Watercolor came first. Years learning how to observe wetness by degree, to layer transparency, to use a damp brush to soften and lift, to feel color like the thinnest film.
Then came walnuts. Lying in the yard in autumn. Why not use the husks for ink?
Dropping husks into boiling water, it turned black very fast, black and dull. Then the water gained viscosity and luminosity. It was not long before it saturated into a deep brown, golden ink with a lovely draw down. Light fast, but not permanent. Like watercolor. I quickly learned to soften it with a damp brush and lift out highlights. A handsome drawing ink for pen and brush.
The smaller size ink bottle is 1.5 oz. It is amazing how long this will last. I completed ten 11 x 14 detailed, full cover ink drawings and only used half a bottle. I recommend starting with this bottle unless you have an ambitious project in mind.

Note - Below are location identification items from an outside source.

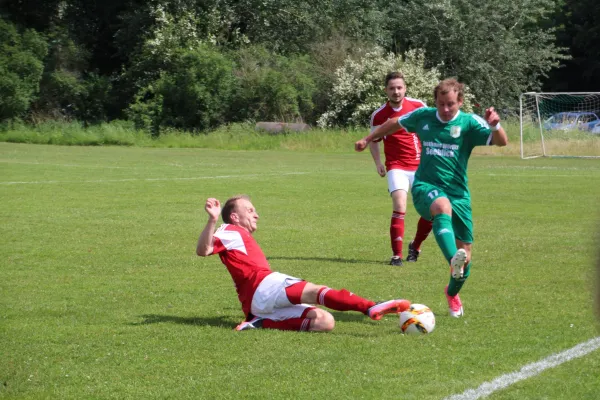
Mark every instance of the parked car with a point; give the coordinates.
(565, 121)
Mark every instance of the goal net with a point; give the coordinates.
(560, 124)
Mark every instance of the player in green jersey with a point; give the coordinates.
(440, 191)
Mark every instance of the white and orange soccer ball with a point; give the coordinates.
(417, 320)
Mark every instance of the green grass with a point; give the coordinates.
(102, 296)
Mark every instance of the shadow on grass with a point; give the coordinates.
(329, 259)
(219, 322)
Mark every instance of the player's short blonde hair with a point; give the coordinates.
(229, 207)
(450, 85)
(394, 75)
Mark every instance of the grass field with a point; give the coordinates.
(102, 296)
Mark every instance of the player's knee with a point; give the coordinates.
(323, 322)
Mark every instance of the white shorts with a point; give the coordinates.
(270, 300)
(399, 179)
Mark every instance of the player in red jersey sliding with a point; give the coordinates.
(272, 299)
(402, 157)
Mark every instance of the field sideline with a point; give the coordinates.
(103, 297)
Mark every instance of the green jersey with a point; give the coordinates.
(446, 147)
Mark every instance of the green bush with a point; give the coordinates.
(192, 93)
(358, 89)
(21, 68)
(273, 87)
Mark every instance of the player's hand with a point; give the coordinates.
(381, 169)
(491, 116)
(213, 208)
(360, 145)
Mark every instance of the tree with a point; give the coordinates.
(498, 48)
(579, 31)
(192, 93)
(21, 68)
(358, 90)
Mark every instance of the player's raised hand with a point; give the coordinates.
(213, 207)
(360, 145)
(491, 116)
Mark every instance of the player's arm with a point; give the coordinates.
(499, 137)
(388, 127)
(376, 154)
(205, 241)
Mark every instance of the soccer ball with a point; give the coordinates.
(417, 320)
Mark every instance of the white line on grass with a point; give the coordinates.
(540, 175)
(57, 165)
(152, 179)
(528, 371)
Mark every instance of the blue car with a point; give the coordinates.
(565, 121)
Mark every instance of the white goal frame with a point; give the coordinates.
(533, 121)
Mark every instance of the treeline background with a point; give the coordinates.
(196, 65)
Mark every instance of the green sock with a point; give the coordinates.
(455, 285)
(444, 235)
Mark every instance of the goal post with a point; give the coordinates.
(560, 124)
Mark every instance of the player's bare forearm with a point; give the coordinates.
(376, 154)
(205, 241)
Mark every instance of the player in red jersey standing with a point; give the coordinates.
(402, 156)
(272, 299)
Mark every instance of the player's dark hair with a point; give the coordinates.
(394, 75)
(229, 207)
(450, 85)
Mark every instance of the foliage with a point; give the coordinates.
(117, 49)
(578, 29)
(497, 48)
(358, 90)
(193, 92)
(273, 87)
(21, 67)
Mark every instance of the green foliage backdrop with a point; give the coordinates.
(276, 59)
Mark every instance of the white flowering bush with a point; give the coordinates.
(359, 86)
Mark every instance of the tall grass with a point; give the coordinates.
(244, 136)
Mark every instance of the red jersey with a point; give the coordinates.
(402, 150)
(244, 260)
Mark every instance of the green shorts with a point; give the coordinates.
(424, 194)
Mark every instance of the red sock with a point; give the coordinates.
(397, 232)
(342, 300)
(292, 324)
(423, 229)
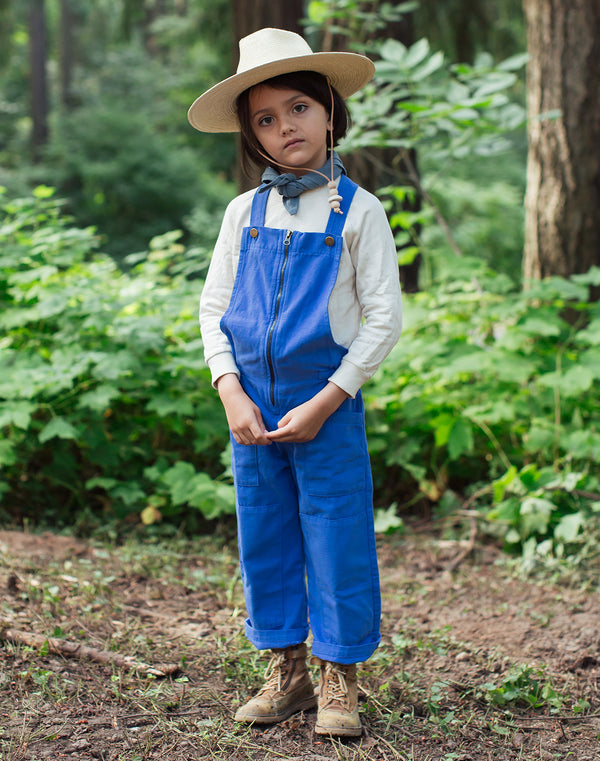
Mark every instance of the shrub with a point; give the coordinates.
(105, 401)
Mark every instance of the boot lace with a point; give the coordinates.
(335, 687)
(274, 673)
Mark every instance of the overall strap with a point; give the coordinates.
(347, 189)
(259, 206)
(335, 224)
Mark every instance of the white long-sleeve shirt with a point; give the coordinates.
(365, 307)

The larger size bottle is for someone who uses a lot of ink. This might be because they are very productive, or because they use brushes and techniques that paint with the ink over large surfaces or in conjunction with other media. It is also good for someone who wants several smaller bottles in different work areas, or wants to limit the contamination of the ink by other media.
Update on ink making:
Ink from 2012 is a superior clear ink for drawing and painting. It is a perfect ink.
Ink from 2013 is outstanding, a bit darker than 2012. 2013 was a superior year for stain, which I used on wood and over painted surfaces to build up up a unique aged appearance. I will begin to offer stain here soon.
There is no 2014 ink. The entire walnut harvest was destroyed in a hail storm early in the season. I have made ink for my own use since 2009, and I know now that there are ink years, and no-ink years. I have a good supply of ink from both 2012 and 2013, and aside from what I will reserve for my own use, I am happy to share it with other artists and crafts persons. I also use it in classes.